Tuesday, February 23, 2016

Southwest CEO Gary Kelly says airline likely to seek Cuba routes

In a message to employees, Southwest Airlines Co. CEO Gary Kelly today said the airline “in all likelihood” would apply to fly commercial flights in and out of Cuba, according to the Dallas Morning News.
“If we don’t get our foot in the door now, we might miss the opportunity to serve Cuba for a long time,” Kelly said, according to this report in the DMN. “We are very prepared to consider this opportunity and may very well be flying to Cuba in 2016.”
I reported last week that several U.S. airlines including Fort Worth-based American Airlines and Dallas-based Southwest Airlines are interested in the chance to fly to Cuba after officials from both countries agreed Feb. 16 to allow direct commercial flights to resume between the two nations. Only charter flights are now available between the countries.
Last week, a Southwest Airlines spokesman said the airline would “consider” flights to Cuba.

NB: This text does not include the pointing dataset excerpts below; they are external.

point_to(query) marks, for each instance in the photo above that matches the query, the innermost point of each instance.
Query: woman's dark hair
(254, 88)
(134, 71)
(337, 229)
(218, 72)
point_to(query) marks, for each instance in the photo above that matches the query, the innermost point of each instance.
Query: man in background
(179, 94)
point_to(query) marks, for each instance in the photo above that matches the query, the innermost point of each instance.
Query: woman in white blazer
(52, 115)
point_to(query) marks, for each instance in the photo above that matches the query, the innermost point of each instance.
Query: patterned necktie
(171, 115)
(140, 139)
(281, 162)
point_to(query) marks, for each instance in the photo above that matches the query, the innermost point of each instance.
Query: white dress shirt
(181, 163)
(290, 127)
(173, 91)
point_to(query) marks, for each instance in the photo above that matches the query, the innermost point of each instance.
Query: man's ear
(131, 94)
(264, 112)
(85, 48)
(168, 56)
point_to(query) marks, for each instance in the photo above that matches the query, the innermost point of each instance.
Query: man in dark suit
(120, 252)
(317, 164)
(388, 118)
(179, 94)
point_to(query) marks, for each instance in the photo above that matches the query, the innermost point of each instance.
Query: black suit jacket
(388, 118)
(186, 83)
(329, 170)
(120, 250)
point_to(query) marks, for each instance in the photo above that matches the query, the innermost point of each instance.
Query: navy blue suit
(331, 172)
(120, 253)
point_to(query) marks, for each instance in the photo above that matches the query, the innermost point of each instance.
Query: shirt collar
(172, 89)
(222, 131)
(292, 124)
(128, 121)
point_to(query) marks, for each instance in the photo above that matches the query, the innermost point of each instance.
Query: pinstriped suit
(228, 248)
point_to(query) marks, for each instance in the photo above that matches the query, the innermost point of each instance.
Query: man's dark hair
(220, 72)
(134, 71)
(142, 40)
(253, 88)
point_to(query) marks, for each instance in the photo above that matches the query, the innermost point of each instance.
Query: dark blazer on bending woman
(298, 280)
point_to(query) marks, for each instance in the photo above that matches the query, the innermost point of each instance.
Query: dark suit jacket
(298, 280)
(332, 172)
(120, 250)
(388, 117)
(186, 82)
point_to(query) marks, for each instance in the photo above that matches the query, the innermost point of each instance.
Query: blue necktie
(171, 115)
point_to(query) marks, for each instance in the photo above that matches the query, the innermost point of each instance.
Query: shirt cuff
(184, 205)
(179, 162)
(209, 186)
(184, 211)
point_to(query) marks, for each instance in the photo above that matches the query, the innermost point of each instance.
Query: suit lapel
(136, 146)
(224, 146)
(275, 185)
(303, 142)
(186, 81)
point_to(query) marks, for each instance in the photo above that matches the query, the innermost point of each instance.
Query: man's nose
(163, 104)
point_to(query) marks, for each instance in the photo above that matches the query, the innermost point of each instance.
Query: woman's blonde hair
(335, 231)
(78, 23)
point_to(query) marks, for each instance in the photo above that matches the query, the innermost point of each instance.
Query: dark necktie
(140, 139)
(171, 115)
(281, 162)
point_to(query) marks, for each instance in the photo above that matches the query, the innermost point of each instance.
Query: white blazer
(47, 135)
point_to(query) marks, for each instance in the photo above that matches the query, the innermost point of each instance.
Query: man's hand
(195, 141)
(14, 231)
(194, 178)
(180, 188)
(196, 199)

The Department of Transportation started the process for U.S. airlines to begin bidding on routes for as man as 110 U.S.-Cuba flights a day. The agreement allows 20 regular daily U.S. flights to Havana, in addition to the existing 10 to 15 charter flights a day. The rest of the destinations would be to nine other Cuban cities.
American Airlines said it plans to apply for scheduled service to Cuba, primarily with flights from its hub in Miami, but potentially also from Dallas Fort Worth International Airport and other hubs.
American has operated U.S.-Cuba charter flights since April 1991, and now offers 22 weekly flights out of Miami to Havana, Camaguey, Cienfuegos, Holguin and Santa Clara. American also flies from Tampa, Fla., to Havana and Holguin, and between Los Angeles and Havana.
Atlanta-based Delta Air Lines and Chicago-based United Airlines also intend to apply to fly to Cuba.
The relaunch of commercial flights comes after President Barack Obama and Cuban President Raul Castro announced late last year plans to begin normalizing ties after 50 years of Cold War prohibitions.